Welche weiteren Alternativen gäbe es und was würdet ihr empfehlen?

Restsystem besteht derzeit aus einem i7 6700K (4,5 Ghz) und 16GB Ram, wobei beide sehr bald durch Zen 3 ersetzt werden sollten.

Vielen Dank!


----------



## Threshold (16. September 2020)

Nimm 750 Watt. Du hast da eine bessere Ausstattung.
Wenn du das budget hast, nimm das E11 mit 850 Watt in Platin. Das ist perfekt verdrahtet.


----------



## RavionHD (16. September 2020)

Hi, danke für die Antwort.
Findest Du 750 oder gar 850 Watt nicht zu viel?
Ich mein selbst wenn alle Komponenten bei mir mit 100% Last laufen dürfte der Verbrauch maximal 500 Watt betragen, da habe ich mit 650 Watt ohnehin einige Reserven, oder?
Meine Ansprüche an ein Netzteil sind nicht sehr groß, es sollte stark genug sein, nicht zu laut und im worst Case sollte nicht das gesamte System in die Luft fliegen (Schutzschalter etc.).


----------



## Threshold (16. September 2020)

Wie gesagt, das 650er hat einfach eine miese Ausstattung. Daher das 750er E11.
Das 850er E11 Platin ist halt schon sehr gut, aber das 750er Gold ist für deine Ansprüche ausreichend.


----------



## RavionHD (16. September 2020)

Darf ich fragen was Du unter einer miesen Ausstattung verstehst?


----------



## Threshold (16. September 2020)

Das 650er hat keinen zweiten EPS Stecker.

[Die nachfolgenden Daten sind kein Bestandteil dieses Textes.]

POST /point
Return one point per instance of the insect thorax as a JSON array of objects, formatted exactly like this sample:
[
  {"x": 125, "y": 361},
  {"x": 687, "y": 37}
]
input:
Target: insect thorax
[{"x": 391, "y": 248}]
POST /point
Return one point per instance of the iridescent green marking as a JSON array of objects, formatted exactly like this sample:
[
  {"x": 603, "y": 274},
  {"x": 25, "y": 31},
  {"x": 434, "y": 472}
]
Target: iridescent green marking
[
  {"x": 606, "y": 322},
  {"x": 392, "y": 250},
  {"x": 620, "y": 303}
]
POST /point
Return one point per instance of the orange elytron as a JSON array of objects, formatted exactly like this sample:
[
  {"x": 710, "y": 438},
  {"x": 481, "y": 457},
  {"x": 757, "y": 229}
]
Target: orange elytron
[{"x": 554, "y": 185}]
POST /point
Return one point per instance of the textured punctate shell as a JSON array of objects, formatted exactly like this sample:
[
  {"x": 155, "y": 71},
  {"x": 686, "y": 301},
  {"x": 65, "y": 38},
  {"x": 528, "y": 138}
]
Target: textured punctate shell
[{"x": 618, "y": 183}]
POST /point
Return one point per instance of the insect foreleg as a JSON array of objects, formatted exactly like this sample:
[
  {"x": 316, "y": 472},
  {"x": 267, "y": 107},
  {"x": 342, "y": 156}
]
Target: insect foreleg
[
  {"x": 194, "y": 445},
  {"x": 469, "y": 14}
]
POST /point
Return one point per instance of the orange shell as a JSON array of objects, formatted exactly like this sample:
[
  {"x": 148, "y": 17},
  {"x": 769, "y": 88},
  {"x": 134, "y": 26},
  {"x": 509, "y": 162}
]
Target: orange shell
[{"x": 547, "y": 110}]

Es ist im Grunde genommen ein 550er mit 4x PCIe.
Das 750er hingegen hat zwei einzelne PCIe Kabel. Das ist von Vorteil, wenn die Grafikkarte 3x PCIer benötigt oder man noch eine Soundkarte verbaut hat, die einen extra Stromanschluss hat. Man steckt wirklich nur die Kabel an, die benötigt werden.
Das 650er hat leider nur zwei Doppelstrang Kabel. Brauchst du also 3 Kabel, liegt eins tot im Rechner herum.


----------



## Mottekus (16. September 2020)

Howdy zusammen,

RavionHD ich würde mich hier gerne anschließen, statt ein neuen Thread aufzumachen, sofern das für dich okay ist?!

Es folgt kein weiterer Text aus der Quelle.